As you can see, most of the location points are pre-defined on shader loading; custom shaders developed for raylib must follow those conventions.

On shader loading, following fixed location names are expected for maps:

uniform sampler2D texture0;   // GL_TEXTURE0
uniform sampler2D texture1;   // GL_TEXTURE1
uniform sampler2D texture2;   // GL_TEXTURE2

Shaders are also directly related to Material struct:

// Material type
typedef struct Material {
    Shader shader;              // Standard shader (supports 3 map textures)

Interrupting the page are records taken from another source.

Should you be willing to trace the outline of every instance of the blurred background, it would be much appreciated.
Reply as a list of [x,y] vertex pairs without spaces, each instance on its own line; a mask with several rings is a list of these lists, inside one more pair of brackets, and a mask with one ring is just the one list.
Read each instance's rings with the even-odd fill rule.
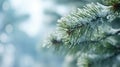
[[100,1],[0,0],[0,67],[70,67],[65,63],[71,57],[64,59],[40,45],[62,16]]

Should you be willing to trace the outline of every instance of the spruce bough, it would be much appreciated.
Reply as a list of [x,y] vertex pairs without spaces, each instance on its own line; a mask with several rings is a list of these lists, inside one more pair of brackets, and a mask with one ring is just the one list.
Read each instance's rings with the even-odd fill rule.
[[78,67],[120,67],[120,27],[111,25],[120,19],[120,0],[104,2],[62,17],[43,46],[77,57]]

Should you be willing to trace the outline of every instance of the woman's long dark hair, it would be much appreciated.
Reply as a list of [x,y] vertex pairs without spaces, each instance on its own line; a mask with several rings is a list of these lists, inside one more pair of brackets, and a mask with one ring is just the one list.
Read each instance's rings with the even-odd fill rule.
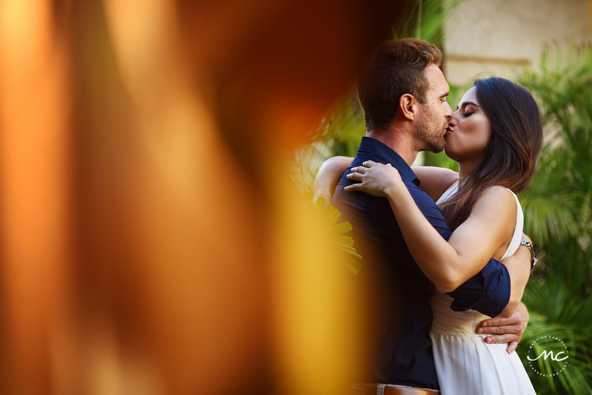
[[474,86],[491,134],[483,158],[459,184],[458,193],[440,204],[452,231],[466,220],[490,187],[500,185],[516,194],[526,188],[542,144],[539,107],[523,86],[499,77],[477,79]]

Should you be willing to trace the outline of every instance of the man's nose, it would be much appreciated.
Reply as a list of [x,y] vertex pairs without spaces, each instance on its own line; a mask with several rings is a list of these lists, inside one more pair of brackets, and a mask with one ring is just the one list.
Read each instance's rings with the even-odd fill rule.
[[444,102],[446,103],[446,107],[444,108],[444,117],[448,120],[449,121],[450,121],[450,120],[452,119],[452,115],[453,114],[452,109],[451,108],[450,104],[448,104],[448,102],[446,101]]

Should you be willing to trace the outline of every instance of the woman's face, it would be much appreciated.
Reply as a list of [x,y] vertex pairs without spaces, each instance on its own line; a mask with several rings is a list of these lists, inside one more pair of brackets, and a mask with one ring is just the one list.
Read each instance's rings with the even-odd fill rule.
[[478,162],[489,142],[491,124],[477,101],[477,88],[466,91],[449,122],[444,152],[456,162]]

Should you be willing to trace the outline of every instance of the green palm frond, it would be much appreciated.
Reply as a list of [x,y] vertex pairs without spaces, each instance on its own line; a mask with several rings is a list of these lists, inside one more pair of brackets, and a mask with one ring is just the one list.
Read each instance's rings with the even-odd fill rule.
[[[312,195],[307,195],[307,201],[312,202]],[[353,238],[345,236],[344,233],[351,232],[352,225],[349,222],[337,223],[341,213],[335,207],[325,205],[325,198],[320,197],[312,204],[312,209],[323,226],[327,228],[331,236],[331,242],[337,249],[337,259],[354,274],[362,268],[362,256],[353,248]]]

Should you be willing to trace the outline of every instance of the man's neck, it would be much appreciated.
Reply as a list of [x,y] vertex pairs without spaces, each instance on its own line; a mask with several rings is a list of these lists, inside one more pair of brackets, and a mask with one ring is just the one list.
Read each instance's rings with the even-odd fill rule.
[[406,132],[406,131],[397,130],[396,128],[391,127],[384,131],[368,130],[366,132],[366,136],[375,139],[388,146],[399,154],[407,165],[411,166],[420,150],[416,146],[411,134]]

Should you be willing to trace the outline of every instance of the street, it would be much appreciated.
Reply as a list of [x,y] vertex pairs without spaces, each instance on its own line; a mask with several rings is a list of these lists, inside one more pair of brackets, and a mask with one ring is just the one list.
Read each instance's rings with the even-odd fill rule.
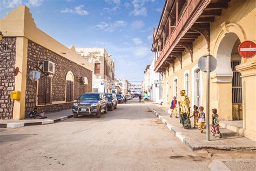
[[[0,130],[2,170],[206,170],[214,157],[239,158],[235,152],[212,151],[211,158],[191,151],[137,99],[100,119]],[[252,158],[250,153],[239,156]]]

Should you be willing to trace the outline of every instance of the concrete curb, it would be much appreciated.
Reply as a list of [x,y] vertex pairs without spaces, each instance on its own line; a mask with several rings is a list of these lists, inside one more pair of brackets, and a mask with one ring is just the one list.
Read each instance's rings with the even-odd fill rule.
[[157,113],[153,108],[150,106],[147,106],[149,110],[152,111],[154,114],[157,117],[163,124],[165,124],[167,128],[175,134],[178,139],[179,139],[182,142],[183,142],[186,146],[188,147],[191,150],[194,151],[199,150],[200,149],[214,149],[218,150],[225,150],[225,151],[248,151],[248,150],[256,150],[255,147],[218,147],[218,146],[199,146],[193,140],[188,138],[180,132],[179,132],[177,130],[177,128],[172,126],[169,122],[168,122],[161,115]]
[[70,114],[67,116],[64,116],[60,117],[58,119],[54,120],[40,120],[38,122],[18,122],[18,123],[8,123],[8,124],[0,124],[0,128],[17,128],[23,127],[27,126],[32,126],[32,125],[45,125],[45,124],[54,124],[57,122],[62,121],[68,119],[69,118],[73,117],[73,114]]
[[152,108],[150,106],[147,106],[149,107],[150,110],[152,111],[154,114],[157,117],[158,117],[163,123],[165,124],[167,128],[175,134],[175,136],[179,139],[181,142],[183,142],[191,150],[194,151],[200,148],[199,146],[186,138],[185,135],[183,135],[180,132],[178,132],[177,131],[177,128],[174,126],[172,126],[169,122],[164,119],[164,117],[157,113],[153,108]]

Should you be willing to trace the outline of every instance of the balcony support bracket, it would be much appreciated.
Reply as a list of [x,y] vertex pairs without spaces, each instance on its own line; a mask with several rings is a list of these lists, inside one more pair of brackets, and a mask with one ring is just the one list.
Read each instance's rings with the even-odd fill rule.
[[[192,44],[186,44],[182,42],[179,42],[178,45],[181,46],[182,47],[184,47],[190,54],[190,56],[191,57],[191,62],[193,63],[193,45]],[[182,60],[182,59],[181,59]]]
[[207,51],[210,53],[210,28],[191,28],[191,30],[194,30],[199,33],[204,37],[205,40],[206,41],[207,45]]

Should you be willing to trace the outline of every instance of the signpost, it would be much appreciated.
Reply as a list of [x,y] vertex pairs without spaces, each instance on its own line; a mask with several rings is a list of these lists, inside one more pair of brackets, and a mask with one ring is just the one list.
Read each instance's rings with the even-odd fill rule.
[[217,66],[216,59],[210,53],[199,58],[198,67],[200,71],[206,72],[206,140],[210,141],[210,73]]
[[245,41],[238,47],[239,54],[245,58],[251,58],[256,54],[256,44],[252,41]]

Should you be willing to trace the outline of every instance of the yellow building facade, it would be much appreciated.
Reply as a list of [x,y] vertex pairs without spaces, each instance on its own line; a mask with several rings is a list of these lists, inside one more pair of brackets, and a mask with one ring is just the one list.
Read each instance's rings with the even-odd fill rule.
[[155,71],[164,77],[164,103],[174,96],[178,100],[185,90],[191,108],[206,108],[206,74],[198,62],[210,53],[217,60],[210,75],[210,109],[217,108],[221,120],[242,120],[244,136],[255,141],[256,57],[238,53],[242,42],[256,43],[255,1],[166,1],[153,32]]

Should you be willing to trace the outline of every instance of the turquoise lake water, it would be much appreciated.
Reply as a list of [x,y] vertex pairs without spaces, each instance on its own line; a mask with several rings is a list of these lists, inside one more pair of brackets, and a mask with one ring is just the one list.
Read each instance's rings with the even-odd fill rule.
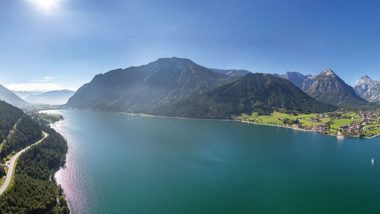
[[73,213],[380,212],[380,137],[61,113],[53,126],[69,151],[55,177]]

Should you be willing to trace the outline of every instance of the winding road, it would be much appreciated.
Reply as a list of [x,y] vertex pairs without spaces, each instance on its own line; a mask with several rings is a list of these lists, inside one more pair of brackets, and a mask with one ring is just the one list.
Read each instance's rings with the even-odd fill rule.
[[32,144],[19,152],[16,155],[11,158],[10,160],[7,161],[6,163],[5,163],[5,164],[8,166],[8,172],[6,174],[6,178],[5,179],[5,181],[4,182],[4,184],[3,184],[1,187],[0,188],[0,195],[3,194],[4,191],[5,191],[8,186],[9,185],[10,183],[11,182],[11,179],[12,178],[12,174],[13,172],[13,169],[14,168],[14,164],[16,162],[16,160],[17,159],[17,158],[19,157],[19,156],[20,156],[20,155],[21,155],[21,153],[30,148],[31,146],[41,142],[43,140],[46,138],[46,137],[48,137],[48,134],[45,133],[44,131],[42,131],[42,133],[45,135],[43,138],[41,139],[35,144]]

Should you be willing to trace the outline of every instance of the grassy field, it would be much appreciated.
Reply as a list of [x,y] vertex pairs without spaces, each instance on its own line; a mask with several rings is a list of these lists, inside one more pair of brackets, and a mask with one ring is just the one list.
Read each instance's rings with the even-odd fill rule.
[[366,131],[364,132],[364,133],[365,134],[373,134],[374,133],[377,133],[378,134],[380,133],[380,129],[377,129]]
[[135,114],[135,116],[143,116],[144,117],[155,117],[154,115],[147,115],[145,114]]
[[[0,167],[2,167],[1,166]],[[3,176],[3,177],[0,179],[0,187],[1,187],[4,184],[4,182],[5,182],[5,179],[6,178],[6,176]]]
[[311,121],[306,120],[310,120],[310,118],[314,117],[317,115],[317,114],[301,114],[294,116],[288,114],[281,113],[277,112],[274,112],[270,115],[259,116],[257,112],[253,112],[252,113],[242,113],[239,115],[239,117],[238,118],[245,117],[250,120],[261,119],[262,120],[260,121],[259,122],[261,123],[262,122],[263,124],[268,124],[268,122],[270,123],[271,122],[272,123],[277,124],[280,124],[282,123],[282,121],[277,121],[276,120],[276,118],[279,118],[282,120],[285,118],[287,118],[291,120],[296,120],[297,119],[297,118],[304,118],[305,120],[299,120],[299,123],[302,126],[307,125],[309,126],[313,126],[313,125],[318,125],[320,123],[326,122],[331,120],[331,119],[329,118],[324,118],[320,119],[322,122],[315,123],[313,123]]
[[46,114],[46,117],[56,117],[57,118],[59,118],[59,115],[53,115],[52,114]]
[[51,123],[51,120],[48,120],[47,119],[45,119],[44,118],[41,118],[41,117],[39,117],[38,118],[39,119],[42,119],[42,120],[45,120],[45,121],[47,121],[49,123]]
[[330,127],[331,128],[339,129],[339,127],[343,125],[347,125],[351,123],[353,121],[361,121],[361,119],[339,119],[334,120],[332,121],[334,123],[331,124]]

    Texture2D texDiffuse;       // Diffuse texture  (binded to shader mapTexture0Loc)
    Texture2D texNormal;        // Normal texture   (binded to shader mapTexture1Loc)
    Texture2D texSpecular;      // Specular texture (binded to shader mapTexture2Loc)
    
    Color colDiffuse;           // Diffuse color
    Color colAmbient;           // Ambient color
    Color colSpecular;          // Specular color
    
    float glossiness;           // Glossiness level (Ranges from 0 to 1000)
} Material;

Where three texture maps (texDiffuse, texNormal, texSpecular) are binded to shader location points.

On drawing, depending on textures assigned to material and selected shader, they are internally binded on drawing or not:

// Default material loading example
Material material = LoadDefaultMaterial();                 // Default shader assigned to material (supports  only diffuse map)
material.texDiffuse = LoadTexture("wood_diffuse.png");     // texture unit 0 activated (available in material shader)
material.texSpecular = LoadTexture("wood_specular.png");   // texture unit 2 activated (available in material shader)

// Standard material loading example
Material material = LoadStandardMaterial();                // Standard shader assigned to material (supports diffuse, normal and specular maps)
material.texDiffuse = LoadTexture("wood_diffuse.png");     // texture unit 0 activated (available in material shader)
material.texSpecular = LoadTexture("wood_specular.png");   // texture unit 2 NOT activated (not available in material shader)

Despite its name on material struct (texDiffuse, texNormal, texSpecular), user is free to use those maps in any way inside the custom shader.